Hallucination guard - Beamdesk Docs

Three-layer protection

Hallucination guard runs three checks on every AI-generated draft before it reaches your customer: citation enforcement ensures claims are grounded in knowledge base, refund-policy quarantine blocks financial claims without verification, and KB faithfulness eval scores confidence against retrieved evidence.

If any layer fails, the draft is blocked and escalated according to your persona's escalation path. Every guarded decision is logged to audit trail for review and improvement.

Citation enforcement

Requires every factual claim to be backed by a knowledge source with minimum confidence score.

Refund quarantine

Blocks drafts mentioning refunds, credits, or free months without explicit verification.

KB faithfulness

Scores draft confidence against retrieved knowledge, flags low-faithfulness responses.

Enable and configure

Hallucination guard is configured per persona. Enable each layer independently and set thresholds that match your risk tolerance.

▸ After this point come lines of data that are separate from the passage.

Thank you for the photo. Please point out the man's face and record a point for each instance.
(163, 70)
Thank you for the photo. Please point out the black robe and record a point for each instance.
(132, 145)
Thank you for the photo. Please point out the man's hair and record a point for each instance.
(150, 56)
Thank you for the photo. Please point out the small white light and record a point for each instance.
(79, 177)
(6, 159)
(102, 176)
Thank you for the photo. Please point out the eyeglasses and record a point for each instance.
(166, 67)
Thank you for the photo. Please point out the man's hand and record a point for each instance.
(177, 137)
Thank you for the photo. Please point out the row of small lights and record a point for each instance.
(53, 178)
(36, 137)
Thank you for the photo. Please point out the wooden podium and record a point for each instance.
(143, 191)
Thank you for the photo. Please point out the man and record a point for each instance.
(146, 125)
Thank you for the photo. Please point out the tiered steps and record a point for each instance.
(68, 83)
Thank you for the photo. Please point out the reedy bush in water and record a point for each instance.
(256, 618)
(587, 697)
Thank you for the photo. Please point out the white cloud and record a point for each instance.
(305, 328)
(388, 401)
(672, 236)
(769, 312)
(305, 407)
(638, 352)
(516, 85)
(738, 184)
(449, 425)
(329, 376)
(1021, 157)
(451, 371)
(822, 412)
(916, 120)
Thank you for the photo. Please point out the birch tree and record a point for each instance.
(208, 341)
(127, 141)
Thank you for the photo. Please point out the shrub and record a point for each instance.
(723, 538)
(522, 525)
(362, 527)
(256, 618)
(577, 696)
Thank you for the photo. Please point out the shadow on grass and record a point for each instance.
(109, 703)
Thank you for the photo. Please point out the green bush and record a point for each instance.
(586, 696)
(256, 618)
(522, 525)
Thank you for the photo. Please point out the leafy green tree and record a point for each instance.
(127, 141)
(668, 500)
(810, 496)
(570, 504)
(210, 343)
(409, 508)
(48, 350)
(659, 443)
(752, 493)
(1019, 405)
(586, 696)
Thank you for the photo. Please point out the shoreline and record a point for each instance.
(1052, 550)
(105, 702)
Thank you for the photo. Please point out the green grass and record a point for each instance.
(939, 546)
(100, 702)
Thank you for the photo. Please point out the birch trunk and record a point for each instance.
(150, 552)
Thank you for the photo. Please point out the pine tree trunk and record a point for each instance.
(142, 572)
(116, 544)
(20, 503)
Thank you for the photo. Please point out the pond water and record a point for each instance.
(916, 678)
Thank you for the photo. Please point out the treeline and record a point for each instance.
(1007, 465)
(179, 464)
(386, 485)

Default settings are conservative for production use.

Persona guardrail configuration:
Citation enforcement:
  enabled: true
  min_confidence: 0.8
  require_citations_for: ['feature_claim', 'pricing', 'availability', 'policy']

Refund quarantine:
  enabled: true
  keywords: ['refund', 'credit', 'free month', 'compensation', 'write-off']
  require_verification: true

KB faithfulness:
  enabled: true
  min_faithfulness: 0.7
  low_faithfulness_action: 'human_review'

require_citations_for specifies which claim types must have evidence. If AI makes a claim about pricing or a feature but provides no citations, the draft is blocked.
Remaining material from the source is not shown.